Informasi yang diperoleh, tanah seluas sekitar 500 hektar itu berlokasi di Sungai Batang Rumbai Nagari Tanjung Kaliang (Dulu Aie Amo-red) berbatasan sebelah utara dengan Sungai Batang Rumbai dan sebelahnya tanah ulayat Dt Monti Penghulu dan juga berbatas dengan tanah ulayat Dt Rj Lelo dan Dt Rangkayo Panjang.

Informasinya tanah tersebut dibeli Bupati Sijunjung melalui tergugat Ramli Kacik Naro,61 tahun warga Jorong Koto Ranah, Nagari Aie Amo sebesar Rp5,371,928.300, sebagai pemilik ulayat pada tahun 2007. Belakangan pihak Sabirin Dt Monti Penghulu,63 tahun warga Nagari Tanjung Kaliang, justeru mengklaim itu tanah kaumnya yang diduga dirampas tergugat.

Merasa haknya dirampas, lalu Sabirin Dt Monti Penghulu,63 tahun warga Nagari Tanjung Kaliang itupun mengugat ke PN Muaro melalui kuasa hukumnya. Tak tanggung-tanggung, secara metrial penggugat pun menuntut ganti rugi Rp10 miliar setelah putusan perkara nantinya berkekuatan hukum.

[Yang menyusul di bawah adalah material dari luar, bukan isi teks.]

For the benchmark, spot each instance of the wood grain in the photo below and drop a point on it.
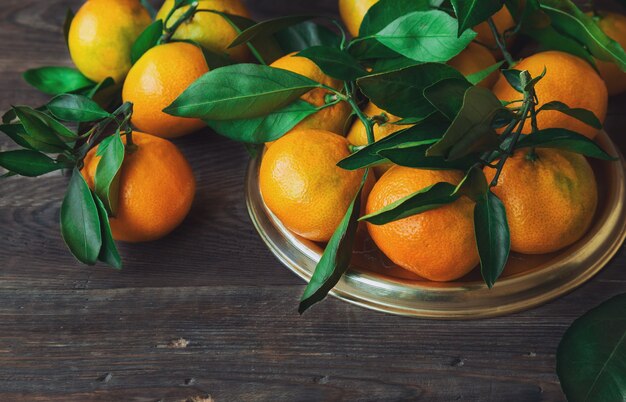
(75, 333)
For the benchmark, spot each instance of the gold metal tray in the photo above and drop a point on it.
(374, 282)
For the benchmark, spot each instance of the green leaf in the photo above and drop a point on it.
(471, 131)
(108, 252)
(426, 132)
(569, 19)
(305, 35)
(401, 92)
(80, 222)
(591, 358)
(447, 96)
(40, 135)
(26, 162)
(106, 181)
(57, 80)
(336, 258)
(428, 36)
(334, 62)
(564, 139)
(472, 12)
(269, 27)
(584, 115)
(479, 76)
(69, 17)
(492, 237)
(258, 90)
(267, 128)
(148, 39)
(76, 108)
(431, 197)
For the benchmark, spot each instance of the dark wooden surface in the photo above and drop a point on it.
(72, 333)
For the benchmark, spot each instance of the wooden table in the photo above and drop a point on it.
(75, 333)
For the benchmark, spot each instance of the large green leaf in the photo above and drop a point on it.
(80, 222)
(334, 62)
(427, 36)
(336, 258)
(257, 90)
(431, 197)
(401, 92)
(106, 180)
(492, 236)
(265, 128)
(591, 358)
(472, 12)
(29, 163)
(471, 131)
(57, 80)
(564, 139)
(76, 108)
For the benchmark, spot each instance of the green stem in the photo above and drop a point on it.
(500, 42)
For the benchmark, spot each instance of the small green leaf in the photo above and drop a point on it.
(80, 222)
(336, 258)
(57, 80)
(479, 76)
(431, 197)
(106, 180)
(266, 128)
(427, 36)
(584, 115)
(269, 27)
(29, 163)
(471, 131)
(401, 92)
(591, 358)
(472, 12)
(69, 17)
(108, 252)
(492, 237)
(334, 62)
(76, 108)
(259, 90)
(564, 139)
(426, 132)
(148, 39)
(305, 35)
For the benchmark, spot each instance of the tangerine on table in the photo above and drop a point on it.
(156, 80)
(439, 244)
(332, 118)
(156, 190)
(550, 198)
(302, 185)
(210, 30)
(102, 34)
(568, 79)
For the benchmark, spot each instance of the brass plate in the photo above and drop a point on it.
(528, 281)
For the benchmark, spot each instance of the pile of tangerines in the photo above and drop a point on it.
(550, 195)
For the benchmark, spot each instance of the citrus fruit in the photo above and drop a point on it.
(569, 80)
(550, 199)
(302, 185)
(156, 189)
(503, 21)
(156, 80)
(473, 59)
(332, 118)
(209, 30)
(352, 13)
(614, 25)
(357, 135)
(102, 34)
(439, 244)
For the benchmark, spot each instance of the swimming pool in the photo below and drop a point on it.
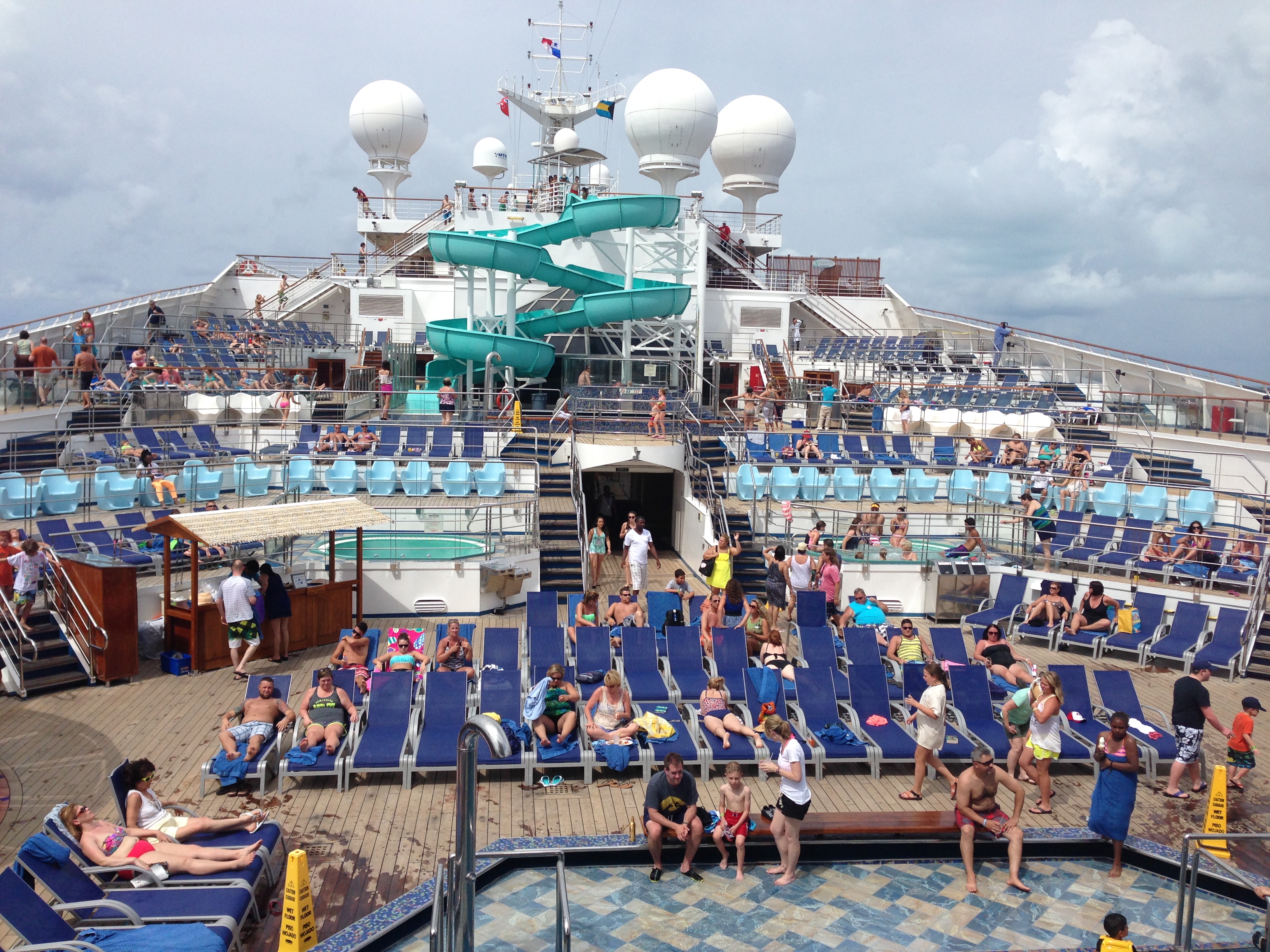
(405, 546)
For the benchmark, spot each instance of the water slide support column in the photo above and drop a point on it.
(626, 326)
(702, 309)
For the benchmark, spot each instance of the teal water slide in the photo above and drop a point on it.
(601, 298)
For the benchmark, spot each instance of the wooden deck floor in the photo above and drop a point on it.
(378, 841)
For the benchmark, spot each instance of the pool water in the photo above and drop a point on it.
(405, 546)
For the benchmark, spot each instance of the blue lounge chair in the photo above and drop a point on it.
(785, 485)
(267, 761)
(42, 927)
(381, 478)
(639, 667)
(883, 485)
(869, 698)
(1118, 693)
(300, 475)
(206, 437)
(920, 488)
(819, 706)
(973, 707)
(685, 663)
(342, 478)
(1184, 638)
(458, 479)
(442, 443)
(59, 495)
(847, 485)
(1227, 644)
(383, 746)
(1151, 614)
(435, 726)
(491, 479)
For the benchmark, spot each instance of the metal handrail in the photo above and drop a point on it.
(1188, 886)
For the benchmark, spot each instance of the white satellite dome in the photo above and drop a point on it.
(566, 139)
(489, 159)
(752, 148)
(671, 119)
(390, 125)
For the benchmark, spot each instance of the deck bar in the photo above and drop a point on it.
(465, 821)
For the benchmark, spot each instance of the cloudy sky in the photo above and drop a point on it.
(1090, 169)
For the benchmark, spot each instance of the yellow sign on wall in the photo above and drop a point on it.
(1215, 821)
(299, 932)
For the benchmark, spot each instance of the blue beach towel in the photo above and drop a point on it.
(188, 937)
(232, 771)
(617, 757)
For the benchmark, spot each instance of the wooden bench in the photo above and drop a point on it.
(931, 824)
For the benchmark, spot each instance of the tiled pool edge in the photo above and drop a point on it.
(409, 904)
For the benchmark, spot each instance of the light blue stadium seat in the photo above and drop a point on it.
(813, 484)
(60, 494)
(751, 484)
(785, 484)
(252, 480)
(962, 486)
(114, 490)
(847, 484)
(921, 488)
(996, 488)
(1152, 503)
(381, 478)
(198, 483)
(883, 485)
(417, 478)
(342, 478)
(458, 479)
(300, 475)
(491, 479)
(1113, 499)
(17, 499)
(1199, 504)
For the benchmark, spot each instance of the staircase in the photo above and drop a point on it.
(1178, 470)
(40, 660)
(559, 563)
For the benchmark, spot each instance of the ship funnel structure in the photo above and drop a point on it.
(489, 159)
(754, 145)
(390, 125)
(671, 119)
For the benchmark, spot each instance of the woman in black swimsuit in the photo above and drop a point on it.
(999, 655)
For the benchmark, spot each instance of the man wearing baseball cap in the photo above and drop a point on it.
(1240, 756)
(1192, 709)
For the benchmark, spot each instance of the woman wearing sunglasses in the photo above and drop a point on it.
(107, 845)
(146, 810)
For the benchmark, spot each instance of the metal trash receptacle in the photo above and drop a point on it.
(958, 590)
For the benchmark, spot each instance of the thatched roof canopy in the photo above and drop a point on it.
(254, 523)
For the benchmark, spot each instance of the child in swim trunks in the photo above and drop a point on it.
(735, 813)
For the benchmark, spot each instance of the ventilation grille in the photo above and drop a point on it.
(760, 317)
(381, 306)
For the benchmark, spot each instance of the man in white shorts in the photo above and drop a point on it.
(638, 542)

“Ya, pada Selasa 2 Juli 2019 kita sudah memasukan surat gugatan ke PN Muaro dan kini menunggu kapan sidangnya,”ucap Didi Cahyadi Ningrat,SH selaku kuasa hukum pada awak media, Sabtu (6/7/2019) via telepon selularnya.

Wakil Bupati Sijunjung, Arrival Boy,SH, sempat kaget mendengar informasi tersebut. “Saya belum tahu kalau ada gugatan terhadap bupati dan bagaimana kronologisnya saya juga tidak tahu. Sampai hari ini (Sabtu,6/7/2019-red) belum ada rapat pembahasan masalah tersebut dan tanya saja langsung ke Kabag Hukum,”ucap Arrival Boy menjawab awak media, Sabtu (6/7/2019) via telepon selularnya.

Kabag Hukum Pemkab Sijunjung, Miswita, MR, SH pun tak menapik informasi tersebut. “Ya, kita (Pemkab-red) sudah terima surat dari PN. Kapan sidangnya kita lupa. Yang pasti kita siapa menghadapi gugatannya. Pemkab tidak pernah merampas tapi membeli dari Ramli Kacik Naro dan warga lainnya yang katanya tanah mereka pada tahun 2007,”jelas Miswita tak gentar hadapi gugatan tersebut.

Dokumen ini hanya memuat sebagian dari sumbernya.